Eingeschworener Haufen. Im wahrsten Sinne des Wortes: Ein Freundeskreis.
Ein Kreis geschlossen. Nicht dazu
gehören, nicht im Kreis, draußen stehen vor dem Kreis. Nicht aufgestellt, nicht
dabei. Keinen Freund haben, allein dastehen. Auch: Schulhoferfahrung.

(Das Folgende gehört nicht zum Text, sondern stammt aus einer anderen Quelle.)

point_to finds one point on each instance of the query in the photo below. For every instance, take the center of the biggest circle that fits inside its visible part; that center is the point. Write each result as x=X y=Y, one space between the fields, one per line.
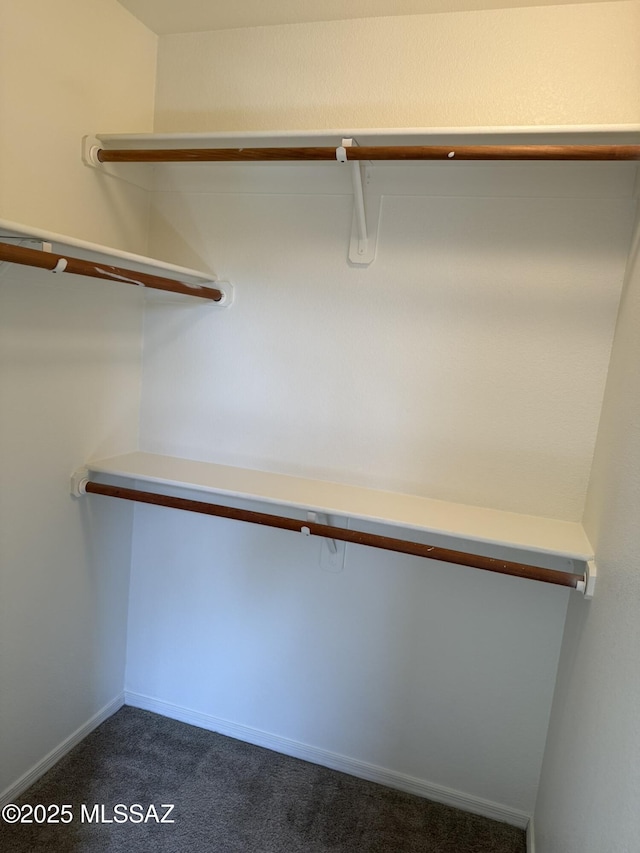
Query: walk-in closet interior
x=437 y=347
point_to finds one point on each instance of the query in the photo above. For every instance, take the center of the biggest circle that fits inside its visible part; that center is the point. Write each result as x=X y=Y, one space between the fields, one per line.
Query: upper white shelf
x=459 y=521
x=625 y=134
x=15 y=233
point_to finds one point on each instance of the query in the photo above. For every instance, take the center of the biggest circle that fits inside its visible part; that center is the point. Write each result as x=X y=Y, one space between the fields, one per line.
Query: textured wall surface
x=589 y=788
x=70 y=357
x=468 y=362
x=544 y=65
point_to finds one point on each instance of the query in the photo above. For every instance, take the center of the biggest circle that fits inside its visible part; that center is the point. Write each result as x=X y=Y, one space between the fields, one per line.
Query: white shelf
x=533 y=534
x=559 y=135
x=60 y=243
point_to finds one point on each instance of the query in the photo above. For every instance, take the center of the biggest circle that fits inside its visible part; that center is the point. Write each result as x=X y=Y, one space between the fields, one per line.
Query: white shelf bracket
x=332 y=553
x=364 y=228
x=79 y=480
x=588 y=585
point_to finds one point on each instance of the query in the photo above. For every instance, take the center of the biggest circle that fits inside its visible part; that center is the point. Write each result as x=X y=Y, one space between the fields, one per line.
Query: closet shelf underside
x=462 y=522
x=19 y=234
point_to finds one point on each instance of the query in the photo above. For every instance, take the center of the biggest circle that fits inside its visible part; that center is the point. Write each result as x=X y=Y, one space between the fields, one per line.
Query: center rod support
x=490 y=564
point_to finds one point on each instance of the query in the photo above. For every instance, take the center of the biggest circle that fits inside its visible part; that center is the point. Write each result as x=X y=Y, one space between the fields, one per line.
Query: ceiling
x=183 y=16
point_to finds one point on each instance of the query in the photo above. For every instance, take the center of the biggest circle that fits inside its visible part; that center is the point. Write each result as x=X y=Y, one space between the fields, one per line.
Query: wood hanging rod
x=490 y=564
x=64 y=263
x=374 y=152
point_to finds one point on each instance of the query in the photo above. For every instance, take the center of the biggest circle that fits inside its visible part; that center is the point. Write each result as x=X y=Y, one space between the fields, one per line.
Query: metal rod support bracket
x=79 y=480
x=363 y=241
x=588 y=585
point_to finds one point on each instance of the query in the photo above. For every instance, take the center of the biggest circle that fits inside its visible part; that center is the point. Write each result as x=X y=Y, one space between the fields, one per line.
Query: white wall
x=70 y=358
x=542 y=65
x=468 y=362
x=67 y=69
x=589 y=787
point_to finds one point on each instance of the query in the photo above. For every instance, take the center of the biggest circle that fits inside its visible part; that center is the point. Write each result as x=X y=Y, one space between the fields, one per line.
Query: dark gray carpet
x=230 y=797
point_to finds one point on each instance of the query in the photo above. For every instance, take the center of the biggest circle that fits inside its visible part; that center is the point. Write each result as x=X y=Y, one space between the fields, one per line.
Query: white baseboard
x=334 y=761
x=27 y=779
x=531 y=838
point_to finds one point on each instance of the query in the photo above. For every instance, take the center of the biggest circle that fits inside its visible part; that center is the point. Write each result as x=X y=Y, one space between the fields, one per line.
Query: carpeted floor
x=228 y=797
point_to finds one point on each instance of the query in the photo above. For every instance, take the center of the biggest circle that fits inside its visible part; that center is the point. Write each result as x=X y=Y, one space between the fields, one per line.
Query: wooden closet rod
x=521 y=570
x=64 y=263
x=376 y=152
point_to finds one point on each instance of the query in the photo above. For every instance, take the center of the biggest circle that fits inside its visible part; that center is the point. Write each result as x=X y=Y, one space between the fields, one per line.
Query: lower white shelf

Lebenserfahrung. Gemobbt werden, ausgeschlossen werden, nicht ankommen. Streit
gehabt, sich trennen, sich meiden, keinen echten Freund haben, nur falsche. Wie
schließt man nur Freundschaft? Echte.
Mein erster echter Freund hieß Frank,
er wohnte in der Hellenstraße. Wir gingen in die gleiche Grundschule. Auf dem
Fernseher in dem Wohnzimmer seiner Eltern stand immer eine gefüllte Schale mit
Süßigkeiten. Immer. Zumindest glaubte ich das. Wir haben alles zusammen
gemacht, fast. Ich habe bei ihm übernachtet, das erste Mal auswärtig. Ich weiß
gar nicht mehr, was Frank heute macht, wo er heute wohnt.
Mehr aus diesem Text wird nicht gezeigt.